Websites that adapt to changing energy levels


What makes a good website? Ask a designer and they might talk about established principles for building intuitive, aesthetic, accessible sites. Keeping aside individual user experiences, if we a take the whole of the web into account, particularly its global energy consumption, another metric becomes apparent. What is the energy cost of a webpage whizzing past the cables, criss-crossing the planet, going from servers to clients? Ūrjā is a project that considers energy consumption as a parameter for the design of the web.

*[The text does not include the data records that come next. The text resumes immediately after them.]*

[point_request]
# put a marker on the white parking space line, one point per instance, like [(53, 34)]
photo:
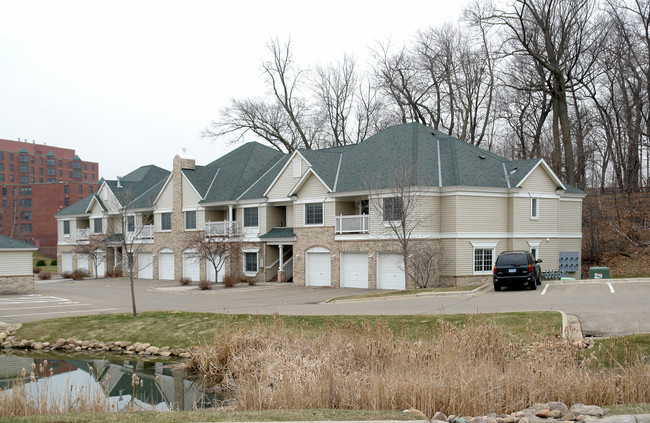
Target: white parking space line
[(37, 305)]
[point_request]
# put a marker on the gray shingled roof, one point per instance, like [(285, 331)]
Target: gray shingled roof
[(244, 173), (14, 244), (141, 187), (77, 208), (434, 158)]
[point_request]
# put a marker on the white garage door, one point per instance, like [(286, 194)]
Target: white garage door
[(66, 262), (82, 263), (390, 272), (166, 265), (191, 267), (354, 270), (145, 265), (210, 270), (319, 269)]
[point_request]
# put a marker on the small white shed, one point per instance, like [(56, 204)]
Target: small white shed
[(16, 266)]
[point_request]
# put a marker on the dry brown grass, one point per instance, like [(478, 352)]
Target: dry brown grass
[(27, 396), (471, 370)]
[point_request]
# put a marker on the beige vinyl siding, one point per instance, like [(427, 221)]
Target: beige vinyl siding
[(328, 213), (428, 214), (449, 257), (190, 197), (547, 251), (482, 214), (261, 220), (299, 215), (346, 208), (312, 188), (16, 263), (539, 181), (570, 216), (290, 216), (448, 210), (465, 254), (274, 215), (548, 215), (286, 181), (166, 199)]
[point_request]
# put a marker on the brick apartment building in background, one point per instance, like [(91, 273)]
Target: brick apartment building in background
[(36, 181)]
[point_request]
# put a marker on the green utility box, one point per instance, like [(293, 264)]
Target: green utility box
[(599, 273)]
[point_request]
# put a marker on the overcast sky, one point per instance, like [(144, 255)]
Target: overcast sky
[(130, 83)]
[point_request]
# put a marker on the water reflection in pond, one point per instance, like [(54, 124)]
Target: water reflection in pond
[(126, 384)]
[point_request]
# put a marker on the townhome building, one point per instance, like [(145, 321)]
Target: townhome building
[(333, 217)]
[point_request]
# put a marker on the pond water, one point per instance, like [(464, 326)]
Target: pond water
[(126, 384)]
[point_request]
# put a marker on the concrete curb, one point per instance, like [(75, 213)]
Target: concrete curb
[(571, 328), (474, 291)]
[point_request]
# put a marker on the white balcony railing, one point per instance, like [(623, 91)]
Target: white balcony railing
[(139, 233), (83, 234), (146, 232), (225, 228), (352, 224)]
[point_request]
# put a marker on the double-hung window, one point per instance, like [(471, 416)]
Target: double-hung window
[(534, 208), (190, 220), (251, 217), (250, 262), (392, 209), (166, 221), (97, 226), (483, 260), (130, 223), (314, 214)]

Solar Protocol is a global network of volunteer-run servers powered by solar energy. These servers hold the same information butcommunicate with each other over public APIs to determine which server has the most energy at any moment in time & hence should become the active server. In effect, these servers share their workload, handing off responsibility as they wait to be recharged.

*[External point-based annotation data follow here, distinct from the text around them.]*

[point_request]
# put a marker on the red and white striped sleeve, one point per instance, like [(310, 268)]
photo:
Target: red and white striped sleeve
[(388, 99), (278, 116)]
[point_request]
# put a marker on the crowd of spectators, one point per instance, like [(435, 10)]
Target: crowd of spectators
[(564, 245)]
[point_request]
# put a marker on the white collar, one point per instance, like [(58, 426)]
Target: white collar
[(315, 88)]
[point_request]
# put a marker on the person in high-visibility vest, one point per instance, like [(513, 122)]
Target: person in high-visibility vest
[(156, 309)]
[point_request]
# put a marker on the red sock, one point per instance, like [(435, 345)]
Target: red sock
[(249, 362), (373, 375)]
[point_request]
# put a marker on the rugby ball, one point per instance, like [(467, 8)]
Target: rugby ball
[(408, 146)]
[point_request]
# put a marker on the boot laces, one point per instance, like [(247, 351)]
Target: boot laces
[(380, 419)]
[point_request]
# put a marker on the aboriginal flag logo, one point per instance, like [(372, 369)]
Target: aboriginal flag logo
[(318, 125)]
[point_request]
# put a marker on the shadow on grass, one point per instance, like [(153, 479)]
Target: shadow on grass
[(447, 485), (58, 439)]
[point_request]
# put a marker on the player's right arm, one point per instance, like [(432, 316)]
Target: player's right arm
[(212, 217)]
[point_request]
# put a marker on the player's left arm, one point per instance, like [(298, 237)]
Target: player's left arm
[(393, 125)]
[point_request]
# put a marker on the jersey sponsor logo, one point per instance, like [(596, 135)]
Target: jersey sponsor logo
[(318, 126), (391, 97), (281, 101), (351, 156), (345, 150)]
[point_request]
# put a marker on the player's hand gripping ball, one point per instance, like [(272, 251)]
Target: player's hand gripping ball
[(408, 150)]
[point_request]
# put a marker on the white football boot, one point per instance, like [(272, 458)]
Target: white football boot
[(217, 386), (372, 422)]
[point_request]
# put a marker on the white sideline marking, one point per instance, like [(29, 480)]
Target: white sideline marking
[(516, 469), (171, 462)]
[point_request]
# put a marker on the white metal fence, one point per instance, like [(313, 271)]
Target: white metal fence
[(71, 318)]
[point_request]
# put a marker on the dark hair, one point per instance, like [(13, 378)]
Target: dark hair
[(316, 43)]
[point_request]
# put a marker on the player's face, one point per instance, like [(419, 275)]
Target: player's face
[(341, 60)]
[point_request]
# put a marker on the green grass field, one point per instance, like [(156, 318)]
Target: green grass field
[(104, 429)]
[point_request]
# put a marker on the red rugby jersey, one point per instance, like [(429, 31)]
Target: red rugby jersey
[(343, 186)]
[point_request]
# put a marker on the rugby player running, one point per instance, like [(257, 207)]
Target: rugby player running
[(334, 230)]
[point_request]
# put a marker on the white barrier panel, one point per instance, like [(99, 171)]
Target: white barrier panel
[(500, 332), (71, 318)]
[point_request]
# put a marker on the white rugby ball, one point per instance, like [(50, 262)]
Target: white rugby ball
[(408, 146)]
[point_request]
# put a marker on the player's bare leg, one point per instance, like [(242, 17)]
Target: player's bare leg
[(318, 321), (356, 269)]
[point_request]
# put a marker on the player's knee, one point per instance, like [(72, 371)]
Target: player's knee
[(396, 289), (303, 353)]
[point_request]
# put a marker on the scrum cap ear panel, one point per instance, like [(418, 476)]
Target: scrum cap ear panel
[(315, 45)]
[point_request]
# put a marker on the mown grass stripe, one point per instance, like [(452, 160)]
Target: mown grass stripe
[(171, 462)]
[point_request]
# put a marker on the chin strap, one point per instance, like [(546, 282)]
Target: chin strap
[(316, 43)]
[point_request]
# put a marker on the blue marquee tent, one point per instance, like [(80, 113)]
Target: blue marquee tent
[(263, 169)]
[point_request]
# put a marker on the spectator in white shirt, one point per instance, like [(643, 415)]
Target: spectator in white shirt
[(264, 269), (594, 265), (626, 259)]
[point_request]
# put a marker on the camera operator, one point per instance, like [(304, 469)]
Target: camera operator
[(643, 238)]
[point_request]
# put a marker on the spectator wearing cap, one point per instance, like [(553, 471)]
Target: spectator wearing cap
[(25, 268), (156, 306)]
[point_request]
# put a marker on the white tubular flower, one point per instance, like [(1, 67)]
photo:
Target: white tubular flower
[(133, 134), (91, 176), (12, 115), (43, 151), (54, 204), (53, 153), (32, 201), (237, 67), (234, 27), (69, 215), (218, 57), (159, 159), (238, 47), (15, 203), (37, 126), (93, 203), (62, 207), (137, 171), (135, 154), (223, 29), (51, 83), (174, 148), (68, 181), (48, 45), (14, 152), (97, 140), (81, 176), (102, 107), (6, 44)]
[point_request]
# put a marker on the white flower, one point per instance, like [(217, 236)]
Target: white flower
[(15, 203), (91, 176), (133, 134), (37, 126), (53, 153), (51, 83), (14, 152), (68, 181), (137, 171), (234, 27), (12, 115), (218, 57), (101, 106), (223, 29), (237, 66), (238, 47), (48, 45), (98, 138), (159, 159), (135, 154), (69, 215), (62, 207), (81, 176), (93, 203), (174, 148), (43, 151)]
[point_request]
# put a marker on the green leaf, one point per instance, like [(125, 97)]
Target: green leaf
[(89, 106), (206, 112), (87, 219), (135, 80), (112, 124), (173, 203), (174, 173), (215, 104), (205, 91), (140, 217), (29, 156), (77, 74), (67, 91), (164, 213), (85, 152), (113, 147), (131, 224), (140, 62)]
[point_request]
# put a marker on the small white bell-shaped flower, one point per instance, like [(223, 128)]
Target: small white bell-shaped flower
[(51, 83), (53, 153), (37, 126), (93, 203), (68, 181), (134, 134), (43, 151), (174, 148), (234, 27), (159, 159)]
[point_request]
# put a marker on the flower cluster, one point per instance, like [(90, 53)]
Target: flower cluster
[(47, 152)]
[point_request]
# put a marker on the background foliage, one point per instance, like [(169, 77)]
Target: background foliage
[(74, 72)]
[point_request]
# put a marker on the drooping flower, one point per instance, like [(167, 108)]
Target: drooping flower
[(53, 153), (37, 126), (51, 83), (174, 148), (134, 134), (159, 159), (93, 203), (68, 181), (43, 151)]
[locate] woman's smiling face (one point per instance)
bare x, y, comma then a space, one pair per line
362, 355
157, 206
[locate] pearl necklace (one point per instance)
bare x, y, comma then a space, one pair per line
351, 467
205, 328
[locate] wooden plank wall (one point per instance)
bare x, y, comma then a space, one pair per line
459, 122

In the visualisation above, I use the Solar Protocol API to fetch the voltage and current data logged by the active server over the past week. The natural cyclical pattern in solar energy becomes apparent by the rise and fall in power over time. This data is fetched in real-time and rendered as an animated graphic in high-energy use designs, shown as a static image in medium-energy, and as an ASCII diagram on the low-energy page.

Imagine that the server-client interaction is akin to a chit-chat between two people. We intuitively gauge our own & our partner's energy levels and adapt the discourse accordingly. Similarly, clients and server must assess each other's energy levels to choose a design appropriate for their capacity.